From d82d9338e96804d84bfa597089fdd9a45c5dc491 Mon Sep 17 00:00:00 2001
From: Colin Maudry <colin@maudry.com>
Date: Wed, 21 Jun 2023 17:04:09 +0200
Subject: [PATCH] variables, stream_config and documentation

---
 .template.env                   |  1 +
 CONTRIBUTING.md                 | 11 +++++++++++
 docker-compose.yml              |  1 +
 pipeline/dags/dags/settings.py  | 12 ++++++++++++
 pipeline/dags/import_sources.py |  2 ++
 5 files changed, 27 insertions(+)

diff --git a/.template.env b/.template.env
index b71aab53..48db4f77 100644
--- a/.template.env
+++ b/.template.env
@@ -41,6 +41,7 @@ AIRFLOW_CONN_S3_SOURCES=
 BAN_API_URL=https://api-adresse.data.gouv.fr
 CD35_FILE_URL=https://data.ille-et-vilaine.fr/dataset/8d5ec0f0-ebe1-442d-9d99-655b37d5ad07/resource/665776ae-fa25-46ab-9bfd-c4241866f03f/download/annuaire_sociale_fixe.csv
 CD72_FILE_URL=
+CD39_FILE_URL=
 DORA_API_URL=https://api.dora.fabrique.social.gouv.fr/api/v1/
 EMPLOIS_API_TOKEN=
 EMPLOIS_API_URL=https://emplois.inclusion.beta.gouv.fr/api/v1/structures/
diff --git a/CONTRIBUTING.md b/CONTRIBUTING.md
index 8c2f65d4..e67c3669 100644
--- a/CONTRIBUTING.md
+++ b/CONTRIBUTING.md
@@ -70,6 +70,17 @@ code -n data-inclusion
 
 Each subdirectory (`./pipeline`, `./api`, etc.) has its own contributing guidelines on how to setup an environment for development.
 
+## Adding a public HTTP tabular source
+
+To extract, read and store the source data in S3:
+
+- add the URL in the `.template.env` file (use the format XXX_FILE_URL)

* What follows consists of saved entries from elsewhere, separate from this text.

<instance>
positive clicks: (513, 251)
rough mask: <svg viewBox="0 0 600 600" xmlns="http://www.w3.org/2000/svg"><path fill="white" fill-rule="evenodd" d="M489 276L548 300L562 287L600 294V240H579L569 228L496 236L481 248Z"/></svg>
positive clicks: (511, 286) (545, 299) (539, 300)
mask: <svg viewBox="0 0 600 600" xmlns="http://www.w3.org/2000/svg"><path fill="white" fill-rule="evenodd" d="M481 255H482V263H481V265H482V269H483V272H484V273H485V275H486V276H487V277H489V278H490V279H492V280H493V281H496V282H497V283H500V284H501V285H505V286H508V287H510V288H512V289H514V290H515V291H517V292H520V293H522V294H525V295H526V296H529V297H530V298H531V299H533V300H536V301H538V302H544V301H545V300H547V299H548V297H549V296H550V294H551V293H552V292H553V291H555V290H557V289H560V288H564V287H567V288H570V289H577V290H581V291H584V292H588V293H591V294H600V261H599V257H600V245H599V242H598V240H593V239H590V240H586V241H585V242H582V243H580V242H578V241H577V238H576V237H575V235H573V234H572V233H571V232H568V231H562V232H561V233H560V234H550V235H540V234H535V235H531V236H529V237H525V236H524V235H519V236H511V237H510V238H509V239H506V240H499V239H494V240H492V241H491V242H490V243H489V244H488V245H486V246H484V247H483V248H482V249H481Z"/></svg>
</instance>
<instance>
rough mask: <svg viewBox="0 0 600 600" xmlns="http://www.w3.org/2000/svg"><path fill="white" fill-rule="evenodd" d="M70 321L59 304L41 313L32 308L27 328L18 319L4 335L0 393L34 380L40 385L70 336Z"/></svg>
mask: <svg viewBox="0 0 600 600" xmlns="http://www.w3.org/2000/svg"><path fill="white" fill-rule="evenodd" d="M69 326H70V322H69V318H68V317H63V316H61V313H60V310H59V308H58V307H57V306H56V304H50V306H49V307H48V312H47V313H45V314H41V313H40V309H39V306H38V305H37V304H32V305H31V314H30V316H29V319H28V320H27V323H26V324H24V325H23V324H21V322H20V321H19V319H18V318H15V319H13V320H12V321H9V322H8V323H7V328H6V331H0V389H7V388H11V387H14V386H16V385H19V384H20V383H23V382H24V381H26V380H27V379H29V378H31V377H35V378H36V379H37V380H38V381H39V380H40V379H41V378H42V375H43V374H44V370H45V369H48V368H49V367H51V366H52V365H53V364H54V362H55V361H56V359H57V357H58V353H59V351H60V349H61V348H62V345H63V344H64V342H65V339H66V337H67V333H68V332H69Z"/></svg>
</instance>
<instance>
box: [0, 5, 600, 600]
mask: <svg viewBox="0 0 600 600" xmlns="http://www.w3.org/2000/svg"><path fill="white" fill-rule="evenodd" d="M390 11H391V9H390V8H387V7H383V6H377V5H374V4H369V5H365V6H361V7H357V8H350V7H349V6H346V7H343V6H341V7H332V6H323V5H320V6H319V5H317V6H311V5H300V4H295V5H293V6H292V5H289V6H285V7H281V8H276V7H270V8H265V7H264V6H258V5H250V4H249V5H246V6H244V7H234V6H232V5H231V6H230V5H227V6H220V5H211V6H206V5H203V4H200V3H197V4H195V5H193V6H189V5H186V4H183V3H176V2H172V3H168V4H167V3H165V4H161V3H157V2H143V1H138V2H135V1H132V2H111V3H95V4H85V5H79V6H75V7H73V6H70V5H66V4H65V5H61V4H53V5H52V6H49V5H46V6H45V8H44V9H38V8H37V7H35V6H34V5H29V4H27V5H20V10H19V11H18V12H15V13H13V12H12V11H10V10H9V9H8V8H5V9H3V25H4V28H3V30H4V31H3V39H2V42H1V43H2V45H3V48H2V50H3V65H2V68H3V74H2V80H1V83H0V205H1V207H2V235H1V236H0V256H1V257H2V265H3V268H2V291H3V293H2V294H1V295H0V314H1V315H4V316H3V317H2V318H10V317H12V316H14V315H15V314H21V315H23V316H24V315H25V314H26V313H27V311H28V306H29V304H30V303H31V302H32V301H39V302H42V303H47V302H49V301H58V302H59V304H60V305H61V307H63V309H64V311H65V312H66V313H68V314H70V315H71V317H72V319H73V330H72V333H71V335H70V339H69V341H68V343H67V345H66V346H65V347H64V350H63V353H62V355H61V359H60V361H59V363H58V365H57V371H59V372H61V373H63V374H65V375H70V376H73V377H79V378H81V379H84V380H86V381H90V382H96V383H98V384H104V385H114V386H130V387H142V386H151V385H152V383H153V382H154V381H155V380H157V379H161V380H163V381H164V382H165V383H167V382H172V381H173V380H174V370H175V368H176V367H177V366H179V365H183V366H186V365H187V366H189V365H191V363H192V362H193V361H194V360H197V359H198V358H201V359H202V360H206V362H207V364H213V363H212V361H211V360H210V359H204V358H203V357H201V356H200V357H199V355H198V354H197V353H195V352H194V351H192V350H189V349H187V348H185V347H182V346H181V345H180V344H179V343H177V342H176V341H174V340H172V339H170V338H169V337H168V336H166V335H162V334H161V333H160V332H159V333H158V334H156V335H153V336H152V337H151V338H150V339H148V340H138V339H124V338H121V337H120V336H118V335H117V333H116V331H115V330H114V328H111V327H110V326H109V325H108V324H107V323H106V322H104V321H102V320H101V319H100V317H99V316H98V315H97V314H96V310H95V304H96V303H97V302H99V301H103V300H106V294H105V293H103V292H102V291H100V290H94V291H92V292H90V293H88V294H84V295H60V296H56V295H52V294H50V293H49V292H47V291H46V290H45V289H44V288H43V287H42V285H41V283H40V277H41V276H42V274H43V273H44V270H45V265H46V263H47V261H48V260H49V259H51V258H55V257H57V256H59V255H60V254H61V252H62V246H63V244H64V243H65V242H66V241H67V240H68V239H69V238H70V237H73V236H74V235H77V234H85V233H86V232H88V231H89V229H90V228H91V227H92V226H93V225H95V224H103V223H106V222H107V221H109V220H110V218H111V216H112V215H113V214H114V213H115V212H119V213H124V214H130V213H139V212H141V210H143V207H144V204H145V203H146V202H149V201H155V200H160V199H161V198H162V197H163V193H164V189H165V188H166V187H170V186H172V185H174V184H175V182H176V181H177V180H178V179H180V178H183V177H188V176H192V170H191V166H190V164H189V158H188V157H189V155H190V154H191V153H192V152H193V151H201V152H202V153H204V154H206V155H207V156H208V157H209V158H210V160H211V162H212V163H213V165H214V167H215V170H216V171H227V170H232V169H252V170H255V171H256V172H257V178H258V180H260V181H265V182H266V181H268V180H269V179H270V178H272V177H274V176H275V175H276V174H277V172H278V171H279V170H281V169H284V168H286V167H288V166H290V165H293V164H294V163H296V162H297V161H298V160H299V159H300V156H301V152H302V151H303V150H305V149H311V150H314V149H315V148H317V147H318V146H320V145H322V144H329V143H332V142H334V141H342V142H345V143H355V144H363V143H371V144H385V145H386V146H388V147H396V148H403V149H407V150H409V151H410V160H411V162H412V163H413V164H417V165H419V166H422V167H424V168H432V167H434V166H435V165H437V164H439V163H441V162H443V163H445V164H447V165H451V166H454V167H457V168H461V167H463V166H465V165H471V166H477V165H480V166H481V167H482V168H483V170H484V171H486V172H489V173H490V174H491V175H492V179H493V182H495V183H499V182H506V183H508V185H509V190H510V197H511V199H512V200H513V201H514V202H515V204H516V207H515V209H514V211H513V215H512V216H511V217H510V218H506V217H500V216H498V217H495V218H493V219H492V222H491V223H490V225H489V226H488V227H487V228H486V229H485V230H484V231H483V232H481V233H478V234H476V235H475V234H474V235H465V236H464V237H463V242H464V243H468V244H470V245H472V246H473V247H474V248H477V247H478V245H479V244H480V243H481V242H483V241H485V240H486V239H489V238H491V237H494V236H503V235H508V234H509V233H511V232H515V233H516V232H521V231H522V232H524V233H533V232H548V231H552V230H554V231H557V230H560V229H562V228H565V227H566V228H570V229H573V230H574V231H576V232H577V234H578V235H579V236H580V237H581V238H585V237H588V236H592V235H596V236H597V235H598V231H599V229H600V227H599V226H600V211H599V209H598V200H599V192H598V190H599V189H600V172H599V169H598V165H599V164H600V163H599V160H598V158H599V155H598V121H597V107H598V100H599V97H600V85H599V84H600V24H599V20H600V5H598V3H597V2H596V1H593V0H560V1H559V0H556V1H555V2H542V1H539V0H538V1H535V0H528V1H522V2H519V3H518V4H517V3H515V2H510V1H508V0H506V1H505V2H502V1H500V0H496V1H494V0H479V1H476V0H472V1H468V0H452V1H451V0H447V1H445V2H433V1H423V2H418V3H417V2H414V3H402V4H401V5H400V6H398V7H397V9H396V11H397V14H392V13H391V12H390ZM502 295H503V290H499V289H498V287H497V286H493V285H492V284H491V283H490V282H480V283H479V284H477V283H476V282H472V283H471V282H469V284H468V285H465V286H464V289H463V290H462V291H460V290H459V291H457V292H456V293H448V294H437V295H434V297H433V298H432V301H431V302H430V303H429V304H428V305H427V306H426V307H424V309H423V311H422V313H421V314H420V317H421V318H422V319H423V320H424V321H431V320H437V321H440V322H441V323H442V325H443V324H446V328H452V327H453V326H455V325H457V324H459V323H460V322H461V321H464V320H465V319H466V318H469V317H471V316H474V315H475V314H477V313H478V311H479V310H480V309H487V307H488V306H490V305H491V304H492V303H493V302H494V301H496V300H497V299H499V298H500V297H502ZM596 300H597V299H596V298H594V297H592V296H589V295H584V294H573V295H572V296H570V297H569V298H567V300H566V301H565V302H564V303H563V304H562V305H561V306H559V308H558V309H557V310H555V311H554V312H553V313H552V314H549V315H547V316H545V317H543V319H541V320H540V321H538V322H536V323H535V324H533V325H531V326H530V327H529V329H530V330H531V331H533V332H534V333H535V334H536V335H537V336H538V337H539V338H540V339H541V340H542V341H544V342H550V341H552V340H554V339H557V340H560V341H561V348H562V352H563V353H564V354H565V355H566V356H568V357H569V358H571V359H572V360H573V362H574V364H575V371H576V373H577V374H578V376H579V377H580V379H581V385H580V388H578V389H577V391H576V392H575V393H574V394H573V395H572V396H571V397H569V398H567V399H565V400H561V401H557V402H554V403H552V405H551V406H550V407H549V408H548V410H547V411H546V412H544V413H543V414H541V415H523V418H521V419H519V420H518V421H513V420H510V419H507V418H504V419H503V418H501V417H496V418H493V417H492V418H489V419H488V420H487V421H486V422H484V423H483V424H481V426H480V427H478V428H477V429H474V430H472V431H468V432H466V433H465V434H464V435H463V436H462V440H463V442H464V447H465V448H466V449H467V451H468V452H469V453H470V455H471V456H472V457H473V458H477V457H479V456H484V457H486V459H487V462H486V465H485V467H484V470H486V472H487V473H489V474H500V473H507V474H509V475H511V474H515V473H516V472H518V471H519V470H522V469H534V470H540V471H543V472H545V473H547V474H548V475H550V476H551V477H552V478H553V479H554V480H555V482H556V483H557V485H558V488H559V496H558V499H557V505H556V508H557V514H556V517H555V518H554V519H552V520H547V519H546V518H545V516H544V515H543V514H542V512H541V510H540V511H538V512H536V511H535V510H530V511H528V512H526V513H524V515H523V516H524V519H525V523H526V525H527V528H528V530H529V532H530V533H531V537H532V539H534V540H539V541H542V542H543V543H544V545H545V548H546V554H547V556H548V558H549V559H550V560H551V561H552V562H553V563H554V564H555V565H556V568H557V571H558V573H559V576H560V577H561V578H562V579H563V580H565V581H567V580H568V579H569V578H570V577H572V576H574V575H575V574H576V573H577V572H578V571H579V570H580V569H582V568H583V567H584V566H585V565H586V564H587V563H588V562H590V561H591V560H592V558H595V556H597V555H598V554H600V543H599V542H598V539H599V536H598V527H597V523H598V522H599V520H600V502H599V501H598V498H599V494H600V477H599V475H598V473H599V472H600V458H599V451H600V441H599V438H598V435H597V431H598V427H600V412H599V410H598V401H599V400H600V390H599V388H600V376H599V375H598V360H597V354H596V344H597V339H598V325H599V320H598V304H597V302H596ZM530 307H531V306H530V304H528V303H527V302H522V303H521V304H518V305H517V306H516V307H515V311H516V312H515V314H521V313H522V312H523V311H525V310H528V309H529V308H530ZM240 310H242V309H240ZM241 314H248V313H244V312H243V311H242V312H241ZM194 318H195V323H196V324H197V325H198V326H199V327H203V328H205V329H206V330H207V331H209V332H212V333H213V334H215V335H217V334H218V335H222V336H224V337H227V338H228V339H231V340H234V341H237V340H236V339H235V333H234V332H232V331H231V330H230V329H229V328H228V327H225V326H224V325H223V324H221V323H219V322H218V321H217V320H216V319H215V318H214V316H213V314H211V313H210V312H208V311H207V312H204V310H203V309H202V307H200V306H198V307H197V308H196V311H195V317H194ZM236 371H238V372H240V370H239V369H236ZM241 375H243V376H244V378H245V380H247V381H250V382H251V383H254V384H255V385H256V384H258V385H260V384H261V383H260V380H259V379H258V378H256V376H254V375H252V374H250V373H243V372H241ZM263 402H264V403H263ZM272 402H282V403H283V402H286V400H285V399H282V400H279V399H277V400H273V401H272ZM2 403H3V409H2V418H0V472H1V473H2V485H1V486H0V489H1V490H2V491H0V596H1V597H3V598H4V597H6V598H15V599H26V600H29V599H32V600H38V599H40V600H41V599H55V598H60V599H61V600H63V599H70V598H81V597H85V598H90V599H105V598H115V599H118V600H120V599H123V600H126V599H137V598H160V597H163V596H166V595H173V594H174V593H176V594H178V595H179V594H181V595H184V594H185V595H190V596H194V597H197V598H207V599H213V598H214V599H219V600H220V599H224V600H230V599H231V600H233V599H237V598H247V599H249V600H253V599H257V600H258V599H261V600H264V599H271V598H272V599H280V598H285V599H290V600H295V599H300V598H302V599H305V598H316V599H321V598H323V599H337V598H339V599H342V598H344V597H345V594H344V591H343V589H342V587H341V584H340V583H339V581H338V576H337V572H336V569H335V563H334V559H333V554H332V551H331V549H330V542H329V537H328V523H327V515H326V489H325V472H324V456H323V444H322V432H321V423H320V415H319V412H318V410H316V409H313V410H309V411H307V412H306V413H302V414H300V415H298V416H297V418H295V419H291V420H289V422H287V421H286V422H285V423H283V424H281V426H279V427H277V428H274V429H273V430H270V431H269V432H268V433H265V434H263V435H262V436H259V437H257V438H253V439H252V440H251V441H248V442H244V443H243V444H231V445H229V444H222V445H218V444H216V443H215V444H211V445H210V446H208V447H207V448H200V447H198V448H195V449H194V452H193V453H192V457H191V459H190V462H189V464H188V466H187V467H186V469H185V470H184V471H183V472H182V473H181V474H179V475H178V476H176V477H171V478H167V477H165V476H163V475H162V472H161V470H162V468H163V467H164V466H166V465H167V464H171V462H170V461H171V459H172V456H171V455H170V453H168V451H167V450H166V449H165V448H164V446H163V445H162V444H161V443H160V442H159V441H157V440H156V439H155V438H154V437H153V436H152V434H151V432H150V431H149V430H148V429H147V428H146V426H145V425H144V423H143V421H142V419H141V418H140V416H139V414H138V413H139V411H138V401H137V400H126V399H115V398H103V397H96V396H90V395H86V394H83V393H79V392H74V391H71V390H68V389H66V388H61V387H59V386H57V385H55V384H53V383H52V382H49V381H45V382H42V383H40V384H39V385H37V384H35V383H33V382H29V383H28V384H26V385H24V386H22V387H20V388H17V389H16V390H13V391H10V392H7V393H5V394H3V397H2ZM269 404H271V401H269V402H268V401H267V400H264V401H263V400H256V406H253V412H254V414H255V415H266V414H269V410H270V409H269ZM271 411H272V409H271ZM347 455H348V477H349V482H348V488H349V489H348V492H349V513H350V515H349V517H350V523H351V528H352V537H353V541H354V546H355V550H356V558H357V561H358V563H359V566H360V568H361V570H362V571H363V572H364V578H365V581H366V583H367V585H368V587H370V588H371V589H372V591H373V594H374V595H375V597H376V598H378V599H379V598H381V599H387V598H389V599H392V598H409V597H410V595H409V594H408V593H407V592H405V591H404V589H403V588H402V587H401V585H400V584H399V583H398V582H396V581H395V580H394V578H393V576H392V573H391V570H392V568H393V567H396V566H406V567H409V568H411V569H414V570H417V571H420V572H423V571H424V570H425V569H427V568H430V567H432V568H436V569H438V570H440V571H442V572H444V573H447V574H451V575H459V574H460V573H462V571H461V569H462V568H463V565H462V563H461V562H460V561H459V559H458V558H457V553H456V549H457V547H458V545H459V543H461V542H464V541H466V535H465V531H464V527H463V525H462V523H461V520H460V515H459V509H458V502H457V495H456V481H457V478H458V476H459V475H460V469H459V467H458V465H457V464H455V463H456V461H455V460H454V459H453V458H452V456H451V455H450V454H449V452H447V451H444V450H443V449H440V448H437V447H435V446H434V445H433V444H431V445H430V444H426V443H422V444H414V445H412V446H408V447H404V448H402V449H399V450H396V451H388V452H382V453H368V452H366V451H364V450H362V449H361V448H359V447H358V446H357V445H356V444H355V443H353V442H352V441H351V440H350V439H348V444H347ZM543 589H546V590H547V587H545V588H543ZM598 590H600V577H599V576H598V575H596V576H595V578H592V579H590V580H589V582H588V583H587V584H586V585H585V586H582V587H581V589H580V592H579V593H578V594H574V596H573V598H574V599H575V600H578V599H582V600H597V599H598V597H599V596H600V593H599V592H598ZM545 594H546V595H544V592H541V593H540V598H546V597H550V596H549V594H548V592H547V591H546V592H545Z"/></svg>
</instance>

+- add the environment variable in `docker-compose.yml`
+- add the stream config in `pipeline/dags/dags/settings.py`
+- add the source id + functions in `pipeline/dags/import_sources.py` (extract and read functions)
+
+For transformations, create the relevant files in `dbt/sources`, `dbt/intermediate` and `dbt/marts`.
+
 ## Contribution
 
 Issues and PRs are welcome.
\ No newline at end of file
diff --git a/docker-compose.yml b/docker-compose.yml
index 3d596fea..44e475ca 100644
--- a/docker-compose.yml
+++ b/docker-compose.yml
@@ -25,6 +25,7 @@ x-airflow-common:
     AIRFLOW_VAR_DBT_PROJECT_DIR: /opt/airflow/dbt
     AIRFLOW_VAR_BAN_API_URL: ${BAN_API_URL}
     AIRFLOW_VAR_CD35_FILE_URL: ${CD35_FILE_URL}
+    AIRFLOW_VAR_CD39_FILE_URL: ${CD39_FILE_URL}
     AIRFLOW_VAR_CD72_FILE_URL: ${CD72_FILE_URL}
     AIRFLOW_VAR_DATAGOUV_API_KEY: ${DATAGOUV_API_KEY}
     AIRFLOW_VAR_DATAGOUV_API_URL: ${DATAGOUV_API_URL}
diff --git a/pipeline/dags/dags/settings.py b/pipeline/dags/dags/settings.py
index 29e76dab..8e3a34f1 100644
--- a/pipeline/dags/dags/settings.py
+++ b/pipeline/dags/dags/settings.py
@@ -80,6 +80,18 @@
             },
         ],
     },
+    {
+        "id": "cd39",
+        "schedule_interval": "@once",
+        "snapshot": True,
+        "streams": [
+            {
+                "id": "structures_services",
+                "filename": "Base_de_données_Jura-Tableau.csv",
+                "url": Variable.get("CD39_FILE_URL", None),
+            },
+        ],
+    },
     {
         "id": "cd72",
         "schedule_interval": "@once",
diff --git a/pipeline/dags/import_sources.py b/pipeline/dags/import_sources.py
index 9e32c03a..e2aeac6c 100644
--- a/pipeline/dags/import_sources.py
+++ b/pipeline/dags/import_sources.py
@@ -70,6 +70,7 @@ def _extract(
     EXTRACT_FN_BY_SOURCE_ID = {
         "annuaire-du-service-public": utils.extract_http_content,
         "cd35": utils.extract_http_content,
+        "cd39": utils.extract_http_content,
         "cd72": utils.extract_http_content,
         "dora": dora.extract,
         "emplois-de-linclusion": emplois_de_linclusion.extract,
@@ -129,6 +130,7 @@ def _load(
     READ_FN_BY_SOURCE_ID = {
         "annuaire-du-service-public": annuaire_du_service_public.read,
         "cd35": lambda path: utils.read_csv(path, sep=";"),
+        "cd39": lambda path: utils.read_csv(path, sep=","),
         "cd72": lambda path: utils.read_excel(path, sheet_name="Structures"),
         "dora": utils.read_json,
         "emplois-de-linclusion": utils.read_json,